Thoughts

The Terrifying Power of Words

I sometimes wonder if I fill my world with too many words: the ones on the screen, on the page, on my tongue, in my ear. Banishing some might me do me good, but which ones? It’s not as straightforward as it sounds. Sure, I could delete Twitter, or simply never open it, but no matter how mentally involved I can get in issues about which I can do little, I cannot just turn my back on the world at large. We are at war, with battles being fought for minds and hearts, and the weapons used are words. Pretending that this is not reality has its appeal, but I want to see the bullet whizzing towards me, or at least catch the flash emanating from the gun’s muzzle.

Do words create reality? I am beginning to understand that they do. Are they supposed to, though? Does it depend upon who you ask?

None of us can create a rock, a flower, a tree, a human from nothing. Only God can do that. We need raw materials.

God speaks, and the world around us comes into being. He creates the words and their results. He has given us the ability to think in terms of words and images, and we communicate these through sounds and written shapes.

With these supplies, we build reality.

We were created with something of a god-like function.
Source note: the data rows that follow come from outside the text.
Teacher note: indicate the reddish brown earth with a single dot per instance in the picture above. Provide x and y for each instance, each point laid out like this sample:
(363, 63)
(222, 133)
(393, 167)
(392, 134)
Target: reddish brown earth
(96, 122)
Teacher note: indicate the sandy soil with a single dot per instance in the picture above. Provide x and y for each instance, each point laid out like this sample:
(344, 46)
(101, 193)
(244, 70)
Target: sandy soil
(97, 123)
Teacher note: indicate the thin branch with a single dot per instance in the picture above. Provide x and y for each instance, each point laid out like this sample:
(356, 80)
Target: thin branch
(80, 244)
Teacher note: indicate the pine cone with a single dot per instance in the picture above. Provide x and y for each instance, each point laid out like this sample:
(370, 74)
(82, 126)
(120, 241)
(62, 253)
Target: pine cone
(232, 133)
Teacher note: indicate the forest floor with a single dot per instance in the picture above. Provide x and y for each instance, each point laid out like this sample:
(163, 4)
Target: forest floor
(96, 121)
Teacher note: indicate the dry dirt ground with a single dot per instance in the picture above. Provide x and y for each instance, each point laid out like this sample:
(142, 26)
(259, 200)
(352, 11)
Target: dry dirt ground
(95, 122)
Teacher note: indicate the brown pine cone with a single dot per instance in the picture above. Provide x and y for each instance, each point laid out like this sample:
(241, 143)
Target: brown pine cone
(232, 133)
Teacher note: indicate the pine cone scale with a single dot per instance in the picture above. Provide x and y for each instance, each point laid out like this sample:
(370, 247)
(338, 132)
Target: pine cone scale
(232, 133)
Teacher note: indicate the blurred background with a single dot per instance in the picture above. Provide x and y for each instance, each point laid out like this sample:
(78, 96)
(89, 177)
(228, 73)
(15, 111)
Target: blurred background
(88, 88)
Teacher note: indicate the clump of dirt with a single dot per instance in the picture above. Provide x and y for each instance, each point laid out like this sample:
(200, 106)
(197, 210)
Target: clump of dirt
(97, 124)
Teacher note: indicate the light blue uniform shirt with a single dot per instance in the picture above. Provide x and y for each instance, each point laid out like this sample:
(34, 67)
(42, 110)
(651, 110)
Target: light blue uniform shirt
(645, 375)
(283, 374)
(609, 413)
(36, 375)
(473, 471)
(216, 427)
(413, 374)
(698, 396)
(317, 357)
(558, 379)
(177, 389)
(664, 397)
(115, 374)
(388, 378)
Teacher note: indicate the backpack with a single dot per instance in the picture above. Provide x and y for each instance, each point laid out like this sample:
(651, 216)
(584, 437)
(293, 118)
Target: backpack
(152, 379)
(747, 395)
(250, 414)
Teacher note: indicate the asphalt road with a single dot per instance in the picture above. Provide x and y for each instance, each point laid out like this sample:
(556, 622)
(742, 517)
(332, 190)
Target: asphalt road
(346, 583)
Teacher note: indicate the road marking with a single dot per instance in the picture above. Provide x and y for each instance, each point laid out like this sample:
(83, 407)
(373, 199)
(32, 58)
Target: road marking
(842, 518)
In the story of Adam’s naming of the animals, God brings the animals to Adam and waits to see what name Adam will give them. Naming is not the role of creator, but it bears a similarity.

In this same manner, we take the world and fashion it, giving it shape and purpose. A tree becomes a house; a rock becomes a tool. This becomes much more complicated when what is being made consists of words. …

Perhaps a particularly acute aspect of words is their ability to distort and misrepresent. And so, from the earliest times, there has been a prohibition against lying. …

In our culture, words cascade at a never-ending pace, many of them disincarnate without reference to anything true or real. Arguments abound. Words are spoken like weapons, used for effect and not for meaning.

It is significant that Christ describes the devil as the “father of lies.” In Genesis, he speaks the world’s first lie: “God has not said…” He is the anti-logos.

—Father Stephen Freeman

Our modern world has been fashioned from lies, untruths told so far back in time that trying to trace their origins would be an exercise in madness. We would get so entangled by the consequences of just one false statement, we’d never make our way out of the web.